REPUBLIKA.CO.ID, JAKARTA -- Menteri Energi dan Sumberdaya Mineral (ESDM), Ignasius Jonan mengusulkan subsidi harga solar bisa dibuat ambang batas atas dan batas bawah. Ambang batas yang dimaksud Jonan, total subsidi dipatok antara Rp 2.000 hingga Rp 2.500 per liter. Patokan harga ini untuk mengantisipasi pergerakan harga minyak dunia yang tidak bisa diprediksi.
"Subsidi solar, nanti dikasih batas saja, bisa sampai 2.500 itu tergantung harga minyak dunia," ujar Jonan di Komisi VII DPR RI, Kamis (19/7). Sebelumnya, Menteri Keuangan mengusulkan kenaikan subsidi solar Rp 1.000 hingga Rp 1.500 per liter.
Jonan menilai, saat ini realisasi Indonesian Crude Price (ICP) yang dibuat oleh Kementerian ESDM mencapai 66,5 dolar per barel. Mengingat kondisi itu, pemerintah tidak bisa memprediksi secara pasti seperti apa peningkatan ICP. "Kalau harga minyaknya makin naik, seperti apa. Turun naiknya tidak ada yang tau," ujar Jonan.
Jonan meminta kepada Komisi VII untuk bisa membahas hal ini ke Badan Anggaran nantinya. "Nanti bisa dikomunikasikan dengan Banggar ya," ujar Jonan.
Menurut Jonan, untuk total volume subsidi tidak ada yang berubah. Meski Menteri Keuangan, Sri Mulyani mengatakan, volume subsidi solar naik dari 15,62 juta kiloliter menjadi 16,17 juta kiloliter.
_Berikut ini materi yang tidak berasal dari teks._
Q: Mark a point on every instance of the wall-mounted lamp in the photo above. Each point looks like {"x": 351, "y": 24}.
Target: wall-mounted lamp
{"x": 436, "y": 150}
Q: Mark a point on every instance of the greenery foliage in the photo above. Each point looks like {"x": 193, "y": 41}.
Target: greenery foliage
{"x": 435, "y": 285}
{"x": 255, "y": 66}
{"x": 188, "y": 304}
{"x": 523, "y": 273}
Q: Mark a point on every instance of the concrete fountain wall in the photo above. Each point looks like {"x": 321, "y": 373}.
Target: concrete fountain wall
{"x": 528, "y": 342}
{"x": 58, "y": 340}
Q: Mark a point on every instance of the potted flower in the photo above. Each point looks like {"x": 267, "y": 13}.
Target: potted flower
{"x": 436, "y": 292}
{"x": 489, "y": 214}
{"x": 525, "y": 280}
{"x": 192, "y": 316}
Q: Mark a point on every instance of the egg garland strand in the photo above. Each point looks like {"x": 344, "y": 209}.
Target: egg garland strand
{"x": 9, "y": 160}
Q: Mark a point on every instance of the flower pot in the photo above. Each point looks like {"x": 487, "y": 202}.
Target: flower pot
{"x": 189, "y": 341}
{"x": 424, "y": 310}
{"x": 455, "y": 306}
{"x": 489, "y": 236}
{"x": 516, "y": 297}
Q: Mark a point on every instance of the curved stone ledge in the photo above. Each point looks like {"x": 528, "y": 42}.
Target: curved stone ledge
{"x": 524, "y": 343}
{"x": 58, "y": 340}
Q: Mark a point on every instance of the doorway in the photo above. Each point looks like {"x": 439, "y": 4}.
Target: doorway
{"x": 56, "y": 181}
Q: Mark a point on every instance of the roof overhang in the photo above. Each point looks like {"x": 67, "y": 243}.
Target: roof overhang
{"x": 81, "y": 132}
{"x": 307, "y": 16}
Volume subsidi solar hanya bisa mencapai 14,5 juta kiloliter. "Ini mengingat realisasi konsumsi solar hingga Juni ini baru mencapai 7,19 juta kiloliter," ujar Jonan.
Baca juga, Subsidi Energi Bengkak, Jonan: APBN tak akan Jebol.
Menteri Keuangan Sri Mulyani Indrawati memproyeksikan ada kelebihan belanja subsidi energi sebesar Rp 69 triliun pada akhir tahun anggaran 2018. Kelebihan belanja itu untuk mendukung pelaksanaan kinerja PT Pertamina dan PT PLN.
"Subsidi energi ini untuk mendukung Pertamina yang melakukan stabilisasi harga BBM dan PLN yang melaksanakan elektrifikasi di desa," kata Sri Mulyani dalam menyampaikan proyeksi realisasi APBN 2018 pada rapat kerja dengan Badan Anggaran, Jakarta, Selasa (17/7).
Sri Mulyani menjelaskan penghitungan kelebihan subsidi energi tersebut sudah memperhitungkan realisasi belanja subsidi energi pada semester I-2018 sebesar Rp 59,5 triliun atau 63 persen dari pagu Rp 94,5 triliun serta perbedaan harga solar yang ditetapkan dengan harga berlangsung.
"Kami sudah bahas ini bersama dengan Menteri ESDM dan Menteri BUMN, beserta Pertamina dan PLN untuk melihat kondisi keuangan mereka," ujarnya.
Dengan kelebihan subsidi sebesar Rp 69 triliun dari pagu, realisasi belanja energi pada akhir 2018 diperkirakan mencapai Rp 163,5 triliun. Khusus untuk Pertamina, ia mengharapkan, kenaikan alokasi belanja subsidi untuk menjaga perbedaan harga solar per liter dengan harga berlangsung. Hal itu bisa menjaga neraca Pertamina agar tidak terganggu, meski mendapatkan penugasan dari pemerintah.
"Neraca Pertamina tetap terjaga yaitu kebutuhan dari sisi operasi untuk menjalankan policy subsidi itu maupun dari sisi potensi keuntungan baik dari hulu maupun tekanan dari kegiatan hilir yang berkaitan dengan subsidi," ujarnya.